Le sfide? Le stesse di tanti piccoli produttori, con un appunto: va sottolineato, ancora una volta, che le zone non pianeggianti non consentono economie di scala e incidono sui costi. La sfida principale è quindi la sostenibilità economica e reddituale (45% lo dichiara), seguita dai vincoli normativi e l’accesso ai mercati, cosa che pesa al 20% dei vignaioli indipendenti. Per via di restrizioni e vincoli burocratici le piccole aziende infatti spesso non riescono a superare le barriere all’ingresso dei fondi Ocm e solo il 40% dei soci Fivi negli ultimi due anni ne ha potuto beneficiare. Il panorama è inoltre costellato di evoluzione dei consumi (si beve meno) e di congiuntura economica sfavorevole che disincentiva all’acquisto di vino di qualità.
“Dati preoccupanti impongono riflessioni – osserva il presidente Fivi Lorenzo Cesconi -. Per via della marginalità delle nostre aziende non possiamo più essere ammortizzatori rispetto al costo delle materie prime; al cambiamento climatico, specialmente quando perdiamo parte o tutta la produzione, e non si perde il valore dell’uva ma quello della bottiglia; ai pochi ausili forniti dalle assicurazioni. Infine, i costi: sopportiamo investimenti di gittata lunghissima, rientrarci dopo 20 anni sarebbe già qualcosa, ma 20 sono gli anni per una produzione di qualità”. E non finisce qui: “Le nostre aziende sono limitatamente strutturate, molte richieste hanno un’utilità relativa e per un’azienda verticale con uno schema produttivo semplice come le nostre tali richieste non sono più tollerabili. Chiediamo quindi semplificazioni”.

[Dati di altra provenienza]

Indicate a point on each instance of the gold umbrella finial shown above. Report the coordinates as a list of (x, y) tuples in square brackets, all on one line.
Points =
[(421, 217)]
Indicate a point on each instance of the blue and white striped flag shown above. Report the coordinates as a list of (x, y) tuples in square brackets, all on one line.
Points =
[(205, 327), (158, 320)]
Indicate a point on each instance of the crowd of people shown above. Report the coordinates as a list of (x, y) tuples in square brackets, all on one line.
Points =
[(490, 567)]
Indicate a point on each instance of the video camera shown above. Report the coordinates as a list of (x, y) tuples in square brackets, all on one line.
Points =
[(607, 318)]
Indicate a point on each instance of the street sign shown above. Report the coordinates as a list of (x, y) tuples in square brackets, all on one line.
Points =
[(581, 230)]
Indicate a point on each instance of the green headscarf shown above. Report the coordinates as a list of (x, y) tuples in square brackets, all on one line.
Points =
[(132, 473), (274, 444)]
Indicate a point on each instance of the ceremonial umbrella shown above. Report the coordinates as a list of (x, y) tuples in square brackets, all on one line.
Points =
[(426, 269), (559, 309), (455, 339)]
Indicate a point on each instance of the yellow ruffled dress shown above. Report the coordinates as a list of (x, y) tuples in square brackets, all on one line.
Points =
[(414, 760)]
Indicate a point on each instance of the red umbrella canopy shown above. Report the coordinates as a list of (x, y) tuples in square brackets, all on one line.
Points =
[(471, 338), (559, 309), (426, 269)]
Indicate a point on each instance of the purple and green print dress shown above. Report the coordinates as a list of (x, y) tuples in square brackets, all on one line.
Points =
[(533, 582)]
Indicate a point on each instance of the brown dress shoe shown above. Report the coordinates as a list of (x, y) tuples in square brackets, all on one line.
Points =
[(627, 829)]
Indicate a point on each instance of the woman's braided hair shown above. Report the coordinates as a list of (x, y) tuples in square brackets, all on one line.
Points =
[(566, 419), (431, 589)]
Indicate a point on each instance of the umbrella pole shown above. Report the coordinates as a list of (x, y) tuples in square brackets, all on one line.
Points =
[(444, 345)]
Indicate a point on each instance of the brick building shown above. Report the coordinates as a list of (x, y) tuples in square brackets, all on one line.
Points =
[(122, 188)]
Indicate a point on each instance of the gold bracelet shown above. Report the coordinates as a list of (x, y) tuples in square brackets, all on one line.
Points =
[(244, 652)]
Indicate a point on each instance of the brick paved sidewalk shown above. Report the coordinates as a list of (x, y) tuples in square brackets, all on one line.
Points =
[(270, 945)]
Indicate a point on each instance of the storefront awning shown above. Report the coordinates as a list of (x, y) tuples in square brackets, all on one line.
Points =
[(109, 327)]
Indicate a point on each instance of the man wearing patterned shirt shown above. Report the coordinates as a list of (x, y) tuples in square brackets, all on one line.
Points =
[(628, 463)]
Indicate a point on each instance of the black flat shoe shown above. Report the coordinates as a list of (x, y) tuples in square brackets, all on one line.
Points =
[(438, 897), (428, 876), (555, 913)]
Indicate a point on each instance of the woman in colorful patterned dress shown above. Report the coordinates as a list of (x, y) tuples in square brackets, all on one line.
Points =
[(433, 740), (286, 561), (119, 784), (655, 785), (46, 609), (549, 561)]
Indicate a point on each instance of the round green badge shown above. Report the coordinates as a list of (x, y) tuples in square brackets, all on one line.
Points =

Aggiunge Matilde Poggi, presidente CEVI – Confederazione europea vignaioli indipendenti: “Molti esportano ma non vengono sostenuti, i monopoli scandinavi impongono certificazioni per le quali chiediamo semplificazione. Ecco perché i vignaioli investono nella vendita diretta”, inclusa ovviamente quella a privati tramite sportelli one spot shop, incassando quindi le accise del paese di destinazione. avversata ma in realtà “è un modo sicuro di incassare queste accise”. In generale, c’è fiducia verso il nuovo commissario Christophe Hansen: “Ho avuto sensazioni positive, ha dimostrato una certa attenzione ai temi delle piccole produzioni, l’importanza di sviluppare i contatti diretti, la disintermediazione. Le sfide sono tante, dal cambiamento climatico alla scadenza dell’autorizzazione all’uso del rame, unico al momento efficace”.